The petitioner claims that he was denied due process when
Pennsylvania's Commonwealth Court failed to follow the Third
Circuit's decision in Mickens-Thomas I and, instead, followed
the Pennsylvania Supreme Court's plurality opinion in
Winklespecht. It is apparent that the Pennsylvania Supreme
Court has rejected Mickens-Thomas I and that it prefers to
follow its own determination that amended 61 P.S. § 331.1 does not violates the ex post facto clause. However,
neither the due process clause nor any other provision of the
federal constitution compels the state courts to follow the
decisions of the lower federal courts which decide constitutional
questions. Further, the United States Supreme Court has never
imposed such a duty on the state courts.*fn5 Indeed, two
current justices of the United States Supreme Court, Chief
Justice Rehnquist and Justice Thomas, have opined that the state
courts have no such duty. See Lockhart v. Fretwell,
506 U.S. 364, 375-76 (1993) (Thomas, J., concurring); Steffel v.
Thompson, 415 U.S. 452, 482 n. 3 (1974) (Rehnquist, J.,
The state courts, like the federal courts, are bound by the
federal constitution and they have the duty to faithfully
interpret the federal constitution. See Huffman v. Purchase,
420 U.S. 592, 611 (1975). In addition, the state courts are bound
by the United States Supreme Court's interpretation of the
federal constitution, a point which the state supreme court has
acknowledged in Hall. See Hall, 2004 WL 1385937, *7.

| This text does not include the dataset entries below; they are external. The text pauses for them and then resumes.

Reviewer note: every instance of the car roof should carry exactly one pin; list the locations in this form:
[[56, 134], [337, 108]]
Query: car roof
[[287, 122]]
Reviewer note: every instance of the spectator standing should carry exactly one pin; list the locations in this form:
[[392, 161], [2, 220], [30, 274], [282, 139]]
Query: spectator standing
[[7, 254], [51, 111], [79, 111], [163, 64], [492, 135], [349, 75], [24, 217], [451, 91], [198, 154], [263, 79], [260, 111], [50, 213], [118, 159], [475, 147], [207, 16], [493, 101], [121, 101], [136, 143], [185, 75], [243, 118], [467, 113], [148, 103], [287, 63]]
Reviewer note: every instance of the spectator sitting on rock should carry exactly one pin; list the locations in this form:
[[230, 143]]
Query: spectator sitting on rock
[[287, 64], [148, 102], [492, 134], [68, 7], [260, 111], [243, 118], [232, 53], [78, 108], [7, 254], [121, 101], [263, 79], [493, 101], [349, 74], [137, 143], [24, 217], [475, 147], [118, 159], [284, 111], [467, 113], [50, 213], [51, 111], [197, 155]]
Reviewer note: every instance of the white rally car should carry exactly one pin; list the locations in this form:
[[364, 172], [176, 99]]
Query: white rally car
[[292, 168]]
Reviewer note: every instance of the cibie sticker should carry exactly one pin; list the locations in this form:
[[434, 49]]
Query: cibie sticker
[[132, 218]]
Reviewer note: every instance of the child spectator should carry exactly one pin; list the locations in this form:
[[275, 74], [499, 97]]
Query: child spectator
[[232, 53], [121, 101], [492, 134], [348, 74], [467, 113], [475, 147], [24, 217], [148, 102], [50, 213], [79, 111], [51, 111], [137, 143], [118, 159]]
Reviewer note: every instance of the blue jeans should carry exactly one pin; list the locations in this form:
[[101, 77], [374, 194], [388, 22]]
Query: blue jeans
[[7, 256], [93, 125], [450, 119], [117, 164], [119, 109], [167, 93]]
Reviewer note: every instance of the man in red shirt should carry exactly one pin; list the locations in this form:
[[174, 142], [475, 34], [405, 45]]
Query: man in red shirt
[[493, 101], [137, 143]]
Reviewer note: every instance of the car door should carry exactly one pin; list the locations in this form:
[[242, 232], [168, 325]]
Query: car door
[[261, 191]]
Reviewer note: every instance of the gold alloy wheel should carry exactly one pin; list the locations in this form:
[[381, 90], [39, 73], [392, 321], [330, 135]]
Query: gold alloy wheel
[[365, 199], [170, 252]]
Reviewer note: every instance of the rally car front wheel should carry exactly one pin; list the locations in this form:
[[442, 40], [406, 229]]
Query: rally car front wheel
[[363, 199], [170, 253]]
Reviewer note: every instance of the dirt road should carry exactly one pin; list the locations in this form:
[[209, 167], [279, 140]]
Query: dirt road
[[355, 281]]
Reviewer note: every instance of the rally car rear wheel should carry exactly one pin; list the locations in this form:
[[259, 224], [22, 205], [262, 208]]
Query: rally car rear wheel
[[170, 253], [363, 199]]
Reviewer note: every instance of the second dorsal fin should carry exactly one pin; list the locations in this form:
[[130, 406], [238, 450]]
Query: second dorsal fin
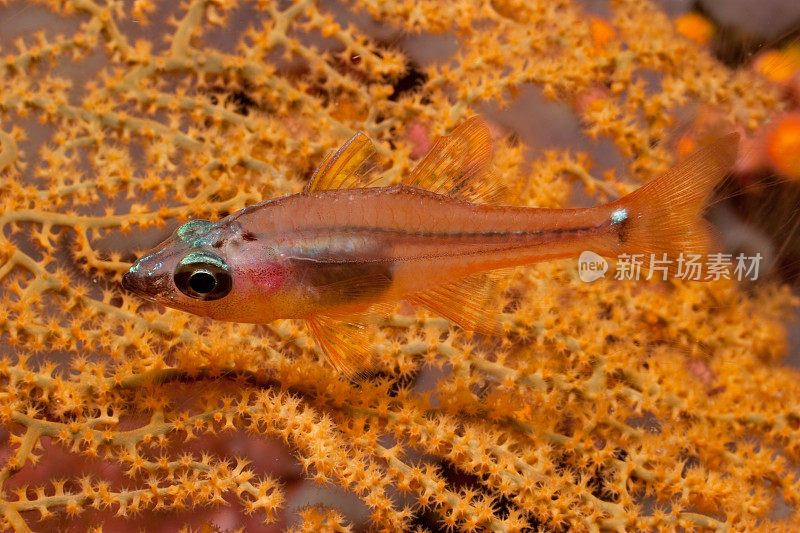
[[346, 168], [460, 165]]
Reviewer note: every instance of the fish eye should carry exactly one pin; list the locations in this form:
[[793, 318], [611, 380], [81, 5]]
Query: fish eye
[[203, 276]]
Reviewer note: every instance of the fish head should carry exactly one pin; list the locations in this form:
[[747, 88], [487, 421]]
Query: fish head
[[195, 270]]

However, there is no federal constitutional provision nor any
United State Supreme Court decision which requires the state
courts to follow an interpretation of the federal constitution
made by the lower federal courts. Thus, this court is constrained
to find that the Commonwealth Court's adherence to the plurality
opinion in Winklespecht instead of Mickens-Thomas I did not
violate the due process right or any other constitutional right
of the petitioner.*fn6 The court must also determine whether to recommend granting a
certificate of appealability ("COA") with respect to the
petitioner's claims. Since the court has adjudicated the
petitioner's claims on their merits, a COA can issue if jurists
of reason could find the court's determination of the merits of
the petitioner's claims debatable or wrong. See Slack v.

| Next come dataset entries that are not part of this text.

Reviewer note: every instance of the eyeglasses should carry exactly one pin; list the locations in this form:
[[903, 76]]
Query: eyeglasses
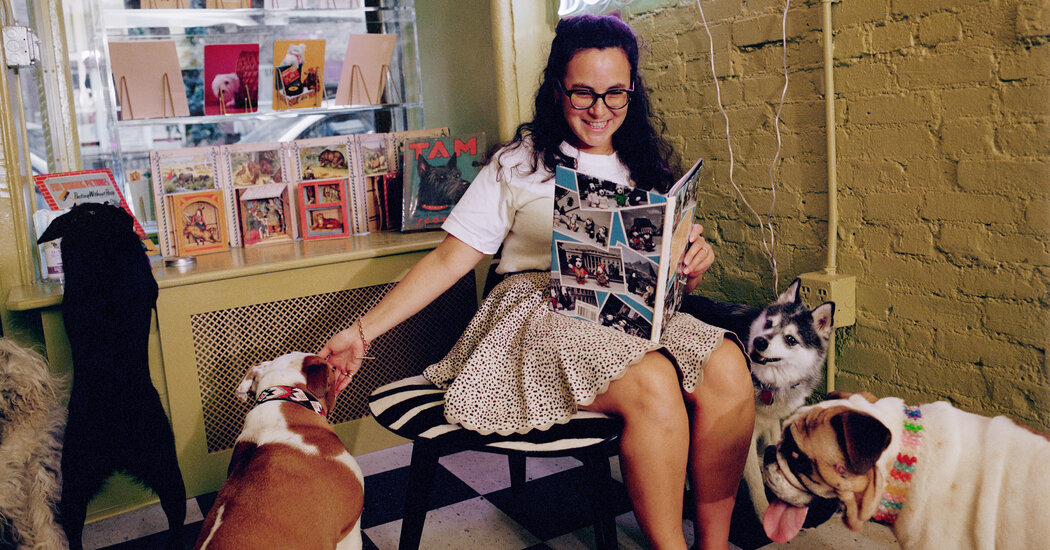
[[614, 99]]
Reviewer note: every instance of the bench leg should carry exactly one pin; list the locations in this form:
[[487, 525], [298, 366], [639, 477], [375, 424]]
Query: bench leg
[[424, 461], [517, 473], [599, 477]]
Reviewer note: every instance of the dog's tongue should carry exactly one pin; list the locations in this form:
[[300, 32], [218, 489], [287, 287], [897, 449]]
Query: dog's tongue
[[782, 522]]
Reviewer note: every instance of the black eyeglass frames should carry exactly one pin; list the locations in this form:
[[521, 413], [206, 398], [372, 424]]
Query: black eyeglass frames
[[583, 99]]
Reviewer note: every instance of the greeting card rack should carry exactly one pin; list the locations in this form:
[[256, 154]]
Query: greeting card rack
[[112, 140]]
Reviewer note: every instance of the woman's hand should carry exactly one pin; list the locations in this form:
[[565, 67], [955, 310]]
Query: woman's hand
[[344, 352], [697, 259]]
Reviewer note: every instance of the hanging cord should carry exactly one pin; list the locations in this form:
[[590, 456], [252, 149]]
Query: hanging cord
[[769, 245], [8, 15]]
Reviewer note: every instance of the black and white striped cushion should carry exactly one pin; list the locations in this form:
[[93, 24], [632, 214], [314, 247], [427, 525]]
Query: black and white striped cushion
[[414, 408]]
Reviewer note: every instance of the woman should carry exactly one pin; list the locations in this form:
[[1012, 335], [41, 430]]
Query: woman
[[518, 365]]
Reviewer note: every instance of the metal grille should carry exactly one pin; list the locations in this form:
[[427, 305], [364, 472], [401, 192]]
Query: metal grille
[[227, 342]]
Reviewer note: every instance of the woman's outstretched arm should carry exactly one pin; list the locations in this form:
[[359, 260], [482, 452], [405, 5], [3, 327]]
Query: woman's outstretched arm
[[427, 279]]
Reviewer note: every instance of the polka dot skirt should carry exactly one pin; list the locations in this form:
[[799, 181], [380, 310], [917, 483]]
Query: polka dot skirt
[[520, 366]]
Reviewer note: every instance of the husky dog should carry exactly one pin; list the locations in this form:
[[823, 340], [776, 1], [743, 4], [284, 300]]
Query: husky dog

McDaniel, 529 U.S. 473, 484 (2000).
The court has found that the equal protection component of the
petitioner's first claim lacks merit because he is not similarly
situated to Louis Mickens-Thomas (the petitioner in
Mickens-Thomas I) and that the ex post facto clause component
of his first claim lacks merit because under a rule of
Pennsylvania parole law which pre-dated the commission of his
offense, he was not entitled to parole review when he requested
it. The court is of the view that reasonable jurists would not
debate these conclusions. The court has found that the
petitioner's third claim is based on an incorrect recitation of
the relevant facts and lacks merit for this reason. In the
court's view, reasonable jurists would not debate this
conclusion. Finally, the court has found that the petitioner's
second claim lacks merit because there is no authority to support
it. In the court's view, reasonable jurists would not debate this
The court's recommendation follows. RECOMMENDATION
AND NOW, this day of July, 2004, for the reasons contained in
the preceding Report, it is hereby RECOMMENDED that the petition
for a writ of habeas corpus be DENIED and the petitioner's motion
for the appointment of counsel be DENIED. It is also RECOMMENDED
that a certificate of appealability not be granted.

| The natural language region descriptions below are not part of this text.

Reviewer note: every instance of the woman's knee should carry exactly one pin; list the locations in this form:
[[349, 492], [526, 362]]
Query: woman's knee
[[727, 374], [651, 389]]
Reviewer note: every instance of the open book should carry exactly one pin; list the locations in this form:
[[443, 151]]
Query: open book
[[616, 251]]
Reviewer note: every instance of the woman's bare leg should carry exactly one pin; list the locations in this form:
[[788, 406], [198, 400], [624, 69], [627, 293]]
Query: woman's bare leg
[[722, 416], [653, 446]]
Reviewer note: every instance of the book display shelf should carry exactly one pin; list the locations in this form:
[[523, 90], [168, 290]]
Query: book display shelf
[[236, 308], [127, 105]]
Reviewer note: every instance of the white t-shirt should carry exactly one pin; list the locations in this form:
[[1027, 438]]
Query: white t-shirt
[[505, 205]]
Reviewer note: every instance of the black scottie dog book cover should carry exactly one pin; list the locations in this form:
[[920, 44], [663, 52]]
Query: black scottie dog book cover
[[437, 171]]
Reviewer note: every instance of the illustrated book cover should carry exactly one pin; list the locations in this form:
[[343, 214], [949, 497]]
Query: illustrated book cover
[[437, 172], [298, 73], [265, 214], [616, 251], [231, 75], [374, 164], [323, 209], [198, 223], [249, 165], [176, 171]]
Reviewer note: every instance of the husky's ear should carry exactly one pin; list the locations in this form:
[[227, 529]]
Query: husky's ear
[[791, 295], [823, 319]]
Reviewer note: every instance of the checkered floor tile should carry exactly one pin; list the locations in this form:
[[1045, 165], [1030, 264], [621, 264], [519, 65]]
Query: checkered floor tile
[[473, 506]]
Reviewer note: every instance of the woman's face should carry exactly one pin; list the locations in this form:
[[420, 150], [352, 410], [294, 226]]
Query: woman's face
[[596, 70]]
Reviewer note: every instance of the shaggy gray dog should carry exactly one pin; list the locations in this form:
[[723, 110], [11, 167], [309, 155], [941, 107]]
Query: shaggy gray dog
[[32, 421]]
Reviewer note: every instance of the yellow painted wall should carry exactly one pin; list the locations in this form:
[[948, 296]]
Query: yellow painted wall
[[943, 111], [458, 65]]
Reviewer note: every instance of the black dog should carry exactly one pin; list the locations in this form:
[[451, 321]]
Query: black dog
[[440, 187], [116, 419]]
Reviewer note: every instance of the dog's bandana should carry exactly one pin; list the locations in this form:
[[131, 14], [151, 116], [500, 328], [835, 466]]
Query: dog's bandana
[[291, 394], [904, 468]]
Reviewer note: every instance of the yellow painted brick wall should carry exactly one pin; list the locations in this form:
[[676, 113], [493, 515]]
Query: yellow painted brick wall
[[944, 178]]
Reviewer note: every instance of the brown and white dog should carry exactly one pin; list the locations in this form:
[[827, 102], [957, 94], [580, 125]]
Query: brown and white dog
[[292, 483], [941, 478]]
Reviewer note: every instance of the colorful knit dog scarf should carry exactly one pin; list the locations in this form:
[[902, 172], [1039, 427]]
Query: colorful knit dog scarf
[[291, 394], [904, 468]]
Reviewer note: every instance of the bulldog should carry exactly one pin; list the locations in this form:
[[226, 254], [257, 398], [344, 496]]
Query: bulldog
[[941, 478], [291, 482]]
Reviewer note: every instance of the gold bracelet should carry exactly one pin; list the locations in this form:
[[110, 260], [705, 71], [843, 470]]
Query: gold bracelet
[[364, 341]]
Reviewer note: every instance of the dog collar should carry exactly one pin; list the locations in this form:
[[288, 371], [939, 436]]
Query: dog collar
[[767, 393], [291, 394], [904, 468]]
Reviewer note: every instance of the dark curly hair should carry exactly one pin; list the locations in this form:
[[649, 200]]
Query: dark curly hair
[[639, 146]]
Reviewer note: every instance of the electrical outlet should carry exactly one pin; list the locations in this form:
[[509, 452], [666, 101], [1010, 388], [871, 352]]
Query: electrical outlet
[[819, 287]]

AND NOW, this day of ____, 2004, after careful and independent
consideration of the petition for a writ of habeas corpus, the
response thereto and after review of the Report and
Recommendation of Diane M. Welsh, United States Magistrate Judge,
it is hereby ORDERED that:
1. The Report and Recommendation is APPROVED and ADOPTED;
2. The petition for a writ of habeas corpus is DENIED;
3. The motion for the appointment of counsel (Document no. 10)
4. A certificate of appealability is not granted.